After that bravura opening, the novel settles down, like its protagonist, into a life of multiple threads and lesser dramas together with constant distractions until Auster engineers a rather sudden ending, cleverly leaving many ends untied as normal life would do. This is a novel of an ordinary life perhaps, but its easy to believe that Sy and Anna had an extraordinarily strong relationship. Despite being the scholarly philosopher, I found Sy to be empathetic and likeable, and maybe there’s a bit of Paul Auster in him too.


In summary, Baumgartner is a gentle read and a witty ramble through favourite themes which I enjoyed very much.
Before I leave you, there’s space to share pictures of the Faber Members Limited Signed Edition with you, which I treated myself to. I shall treasure it.
Faber also do a lovely and much cheaper Members only hardback edition of The New York Trilogy, which I got to replace my loved paperback, forgetting I owned a Folio Society copy which he signed for me when I met him in 2017 in London at events for his Booker shortlisted novel 4 3 2 1. I didn’t forget really and I won’t throw the paperback out either – I need three copies of that book!
Source: Own copies. Faber paperback, 202 pages. BUY at Blackwell’s or Amazon UK via my affiliate links.


This sounds a lot more accessible than his early writing, without losing the wit—and your description of the opening twenty-five pages or so makes it sound almost play-like, with characters and events succeeding each other to thwart poor Sy’s phone call. I’m tempted!
It’s very accessible indeed, full of warmth despite the loss of his wife. Since starting to read one of the few other earlier novels by him I’d yet to read, I discovered he’s recycled variations of several aspects in early chapters of The Book of Illusions into Baumgartner. So much so, that reading one after the other I will have to check back on which version appeared in which novel by the time I write the latter up (I’m loving Illusions too).
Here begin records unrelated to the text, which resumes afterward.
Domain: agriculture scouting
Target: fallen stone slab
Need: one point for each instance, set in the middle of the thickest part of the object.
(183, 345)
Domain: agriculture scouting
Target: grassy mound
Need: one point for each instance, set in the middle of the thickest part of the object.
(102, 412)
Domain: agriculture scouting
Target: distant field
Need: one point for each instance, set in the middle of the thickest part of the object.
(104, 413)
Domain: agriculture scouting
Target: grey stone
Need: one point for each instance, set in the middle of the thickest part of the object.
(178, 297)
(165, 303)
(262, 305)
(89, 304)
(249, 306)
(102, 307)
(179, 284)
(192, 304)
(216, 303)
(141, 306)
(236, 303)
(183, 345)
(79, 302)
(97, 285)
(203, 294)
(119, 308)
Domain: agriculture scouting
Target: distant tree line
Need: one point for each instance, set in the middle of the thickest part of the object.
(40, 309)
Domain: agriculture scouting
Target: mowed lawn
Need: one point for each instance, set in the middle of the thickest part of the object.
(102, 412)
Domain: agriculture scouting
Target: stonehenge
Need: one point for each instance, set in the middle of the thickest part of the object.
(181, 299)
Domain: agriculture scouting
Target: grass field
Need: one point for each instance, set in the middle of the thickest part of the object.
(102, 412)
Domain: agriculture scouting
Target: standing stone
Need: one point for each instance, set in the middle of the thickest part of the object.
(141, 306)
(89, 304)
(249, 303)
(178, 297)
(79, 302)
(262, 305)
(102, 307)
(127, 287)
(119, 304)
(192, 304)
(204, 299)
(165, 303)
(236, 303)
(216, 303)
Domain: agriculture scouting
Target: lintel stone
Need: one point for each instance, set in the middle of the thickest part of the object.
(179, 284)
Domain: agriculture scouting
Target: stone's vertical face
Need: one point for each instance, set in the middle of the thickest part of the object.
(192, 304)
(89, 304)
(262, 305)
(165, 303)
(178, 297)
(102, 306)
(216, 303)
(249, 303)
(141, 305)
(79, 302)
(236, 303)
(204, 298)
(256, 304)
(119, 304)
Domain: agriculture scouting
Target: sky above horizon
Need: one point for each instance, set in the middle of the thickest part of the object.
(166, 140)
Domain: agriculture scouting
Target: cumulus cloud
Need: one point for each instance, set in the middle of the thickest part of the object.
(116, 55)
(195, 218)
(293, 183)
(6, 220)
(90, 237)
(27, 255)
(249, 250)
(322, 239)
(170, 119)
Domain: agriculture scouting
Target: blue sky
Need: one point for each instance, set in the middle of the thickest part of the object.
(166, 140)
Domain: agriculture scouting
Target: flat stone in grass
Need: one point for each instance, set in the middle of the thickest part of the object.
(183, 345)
I am trying to get this read before the end of your Auster week but I don’t think I’m going to manage it.
Don’t worry. You can always add a link later.
Ohhhh, I think I attended an event where he spoke and talked about writing this passage while it was in progress. It was very funny as he presented it. I’ll see if I can find my notes!
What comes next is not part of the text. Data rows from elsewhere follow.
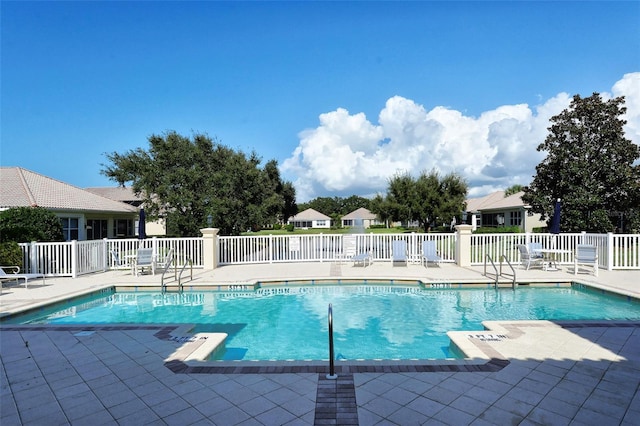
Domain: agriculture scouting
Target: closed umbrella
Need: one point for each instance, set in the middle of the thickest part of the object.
(142, 227)
(555, 220)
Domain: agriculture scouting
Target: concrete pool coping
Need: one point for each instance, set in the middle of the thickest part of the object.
(120, 376)
(472, 345)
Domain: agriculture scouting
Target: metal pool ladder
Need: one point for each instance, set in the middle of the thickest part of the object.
(499, 273)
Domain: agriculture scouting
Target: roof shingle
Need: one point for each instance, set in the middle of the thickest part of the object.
(23, 188)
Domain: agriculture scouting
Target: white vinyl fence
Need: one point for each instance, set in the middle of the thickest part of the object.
(74, 258)
(322, 248)
(615, 251)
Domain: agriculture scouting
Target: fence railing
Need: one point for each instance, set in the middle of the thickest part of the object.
(74, 258)
(615, 251)
(323, 248)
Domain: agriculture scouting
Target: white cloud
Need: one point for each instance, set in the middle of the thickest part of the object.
(347, 154)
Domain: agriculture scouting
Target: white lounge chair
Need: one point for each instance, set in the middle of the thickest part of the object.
(144, 259)
(348, 247)
(430, 253)
(16, 275)
(115, 257)
(399, 252)
(527, 259)
(363, 259)
(586, 254)
(535, 250)
(166, 264)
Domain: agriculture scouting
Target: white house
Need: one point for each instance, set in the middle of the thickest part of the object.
(360, 217)
(497, 210)
(84, 215)
(126, 195)
(310, 218)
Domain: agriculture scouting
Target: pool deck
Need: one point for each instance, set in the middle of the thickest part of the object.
(519, 372)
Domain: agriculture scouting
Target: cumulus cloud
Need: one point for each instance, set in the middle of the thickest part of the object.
(348, 154)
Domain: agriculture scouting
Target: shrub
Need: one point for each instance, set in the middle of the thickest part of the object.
(10, 254)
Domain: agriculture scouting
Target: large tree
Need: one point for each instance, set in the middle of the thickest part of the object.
(429, 198)
(188, 180)
(589, 166)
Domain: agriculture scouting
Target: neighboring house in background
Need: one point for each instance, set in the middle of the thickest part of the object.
(126, 195)
(84, 215)
(360, 217)
(495, 210)
(310, 218)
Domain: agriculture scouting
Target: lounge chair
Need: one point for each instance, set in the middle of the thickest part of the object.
(527, 259)
(586, 254)
(144, 259)
(429, 253)
(16, 275)
(535, 250)
(166, 264)
(363, 259)
(115, 258)
(399, 252)
(348, 247)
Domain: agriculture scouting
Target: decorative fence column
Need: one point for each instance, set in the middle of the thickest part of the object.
(463, 245)
(210, 247)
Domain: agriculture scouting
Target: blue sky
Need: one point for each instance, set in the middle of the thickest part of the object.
(342, 94)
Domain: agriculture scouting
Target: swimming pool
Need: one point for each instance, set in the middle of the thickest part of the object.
(370, 321)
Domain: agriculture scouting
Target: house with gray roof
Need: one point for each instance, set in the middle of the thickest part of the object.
(125, 194)
(360, 218)
(495, 210)
(84, 215)
(310, 218)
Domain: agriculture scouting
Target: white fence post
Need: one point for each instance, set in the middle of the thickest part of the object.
(74, 258)
(210, 247)
(610, 247)
(463, 245)
(33, 259)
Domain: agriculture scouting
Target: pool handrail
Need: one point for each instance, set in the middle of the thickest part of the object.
(513, 271)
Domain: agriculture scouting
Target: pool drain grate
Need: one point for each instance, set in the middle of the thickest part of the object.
(336, 401)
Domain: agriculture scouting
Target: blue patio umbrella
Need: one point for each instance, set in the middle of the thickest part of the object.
(555, 220)
(142, 227)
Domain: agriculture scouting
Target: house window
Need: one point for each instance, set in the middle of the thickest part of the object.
(96, 229)
(515, 219)
(122, 228)
(303, 224)
(70, 228)
(493, 219)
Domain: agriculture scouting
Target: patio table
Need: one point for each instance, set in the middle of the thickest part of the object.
(551, 257)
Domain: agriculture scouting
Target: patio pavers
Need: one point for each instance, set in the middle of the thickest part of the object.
(581, 374)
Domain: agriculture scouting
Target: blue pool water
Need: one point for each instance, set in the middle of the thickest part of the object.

O bet that was brilliant. He’s very witty in person.
This sounds so different to The New York Trilogy – I wasn’t expecting so much heart in it, I suppose. I love the idea of the interpolated essays. This sounds charming and poignant and amusing. Oh dear, another to add to the list!
I’m more forgiving of all the loose ends than Cathy I think!
I’ve only recently finished reading Baumgartner and have also read Cathy’s review as well. As I got closer to the end I was wondering how Auster was going to finish it – having read many of his books I wasn’t expecting a happy ending. But overall, it was playful, I felt. But then, I’ve always found his books funny, playful, as well as thoughtful.
I often turn to reading or re-reading his books when I’m at a low ebb; possibly because most of his books begin with a character down on their luck.
I’ve been reading/re-reading his books from 2000 and enjoying it. There are still three novels that I haven’t read as well as his biographical works.
Playful is the perfect word to describe Baumgartner. I plan to start re-reading more than just the NYT. It’s hard to remember the ones I read in the 1990s. Moon Palace is the first of what I’d term his normal life dramas and I’d love to re-read that one first.